Imagine for a moment that you have been the victim of a crime. You contacted the police, pressed charges and waiting for your day in court. Now imagine that all of the evidence your lawyer was going to use has been locked; and unless a ransom is paid, the evidence is lost forever.
In mid-December 2016, the Cockrell Hill Police Department located just outside of Dallas, Texas was hit with a ransomware attack. An unnamed employee opened an infected email, causing the installation of a malicious software that encrypted eight years' worth of police evidence. According to Mother Jones, the ransomware attack froze a server "containing documents, videos, and photos dating back to 2009."
The cybercriminal told the police department that if they wanted access to their files again they were to pay $4,000 in a bitcoin transaction. The police department contacted the FBI for guidance and were advised not to give into the cybercriminal's demands. Instead of paying the ransom, IT staff wiped the server, permanently deleting police evidence.
Though the police department issued a statement saying that "no police reports, nor any criminal history information was lost," including video footage, as a result of the breach (copies of the evidence compromised were allegedly stored on hard-drives and as hardcopies) defense lawyer J. Collin Beggs has said alleged video of his client is unavailable for review. "[This loss] makes it incredibly difficult if not impossible to confirm what's written in police reports if there's no video. The playing field is already tilted in [the prosecution's] favor enormously, and this tilts it even more."
This is not the first police department that has suffered a data breach. Mother Jones reports four others have fallen victim to a cyberattack, including:
Cybercriminals target institutions they believe they can extort money from due to the sensitive information they have been able to download and lock down. Criminal histories, police reports and crime scene photos can make or break a case and are thus incredibly valuable.

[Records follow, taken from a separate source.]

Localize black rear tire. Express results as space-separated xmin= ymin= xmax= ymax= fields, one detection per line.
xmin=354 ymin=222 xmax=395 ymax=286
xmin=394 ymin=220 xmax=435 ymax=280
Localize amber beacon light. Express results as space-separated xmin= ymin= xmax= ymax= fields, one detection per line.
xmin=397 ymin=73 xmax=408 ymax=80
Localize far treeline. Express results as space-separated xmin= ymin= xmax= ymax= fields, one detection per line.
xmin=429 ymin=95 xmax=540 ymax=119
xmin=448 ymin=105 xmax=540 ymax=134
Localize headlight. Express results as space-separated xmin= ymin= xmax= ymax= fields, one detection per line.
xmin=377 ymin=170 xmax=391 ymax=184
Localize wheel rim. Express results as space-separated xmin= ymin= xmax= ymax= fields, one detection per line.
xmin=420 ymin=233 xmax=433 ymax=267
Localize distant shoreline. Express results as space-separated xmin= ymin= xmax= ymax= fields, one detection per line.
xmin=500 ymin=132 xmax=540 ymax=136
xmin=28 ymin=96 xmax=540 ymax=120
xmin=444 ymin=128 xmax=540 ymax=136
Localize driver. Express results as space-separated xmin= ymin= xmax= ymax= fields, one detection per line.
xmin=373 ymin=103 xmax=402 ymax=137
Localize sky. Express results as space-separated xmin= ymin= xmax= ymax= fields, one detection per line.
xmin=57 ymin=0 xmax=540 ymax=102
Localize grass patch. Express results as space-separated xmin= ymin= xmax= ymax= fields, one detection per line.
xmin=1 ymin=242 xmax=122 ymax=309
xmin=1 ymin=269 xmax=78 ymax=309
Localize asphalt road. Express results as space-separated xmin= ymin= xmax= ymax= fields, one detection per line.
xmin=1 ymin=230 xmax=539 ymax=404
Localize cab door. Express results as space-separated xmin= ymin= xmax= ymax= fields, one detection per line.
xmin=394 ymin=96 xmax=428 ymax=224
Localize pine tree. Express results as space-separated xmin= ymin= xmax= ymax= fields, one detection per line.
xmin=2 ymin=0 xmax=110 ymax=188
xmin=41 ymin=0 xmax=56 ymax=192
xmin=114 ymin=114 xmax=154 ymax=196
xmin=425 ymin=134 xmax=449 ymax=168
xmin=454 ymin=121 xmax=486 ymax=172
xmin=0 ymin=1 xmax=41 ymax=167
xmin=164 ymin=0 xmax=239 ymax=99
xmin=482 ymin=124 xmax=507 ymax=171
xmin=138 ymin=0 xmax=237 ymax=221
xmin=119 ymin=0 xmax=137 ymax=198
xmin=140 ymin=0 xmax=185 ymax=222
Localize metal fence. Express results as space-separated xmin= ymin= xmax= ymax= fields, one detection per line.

Cybersecurity and Your Small Business
What does the above information have to do with how you manage your small business? It's simple: if you don't have data breach insurance coverage, you could lose confidential information pertaining to your staff and customers that could be used for nefarious dealings. If personal and financial information is stolen, you employees and customers will be at constant risk of having their identities stolen. Because you did not take cybersecurity precautions and protect their information, they could sue you for negligence. But I have small business insurance, you're thinking. Won't that protect me in the event of a data breach? No. Small business insurance protects you in every other type of situation but a cyberattack. To keep your business running smoothly, you need both small business and cyber insurance policies.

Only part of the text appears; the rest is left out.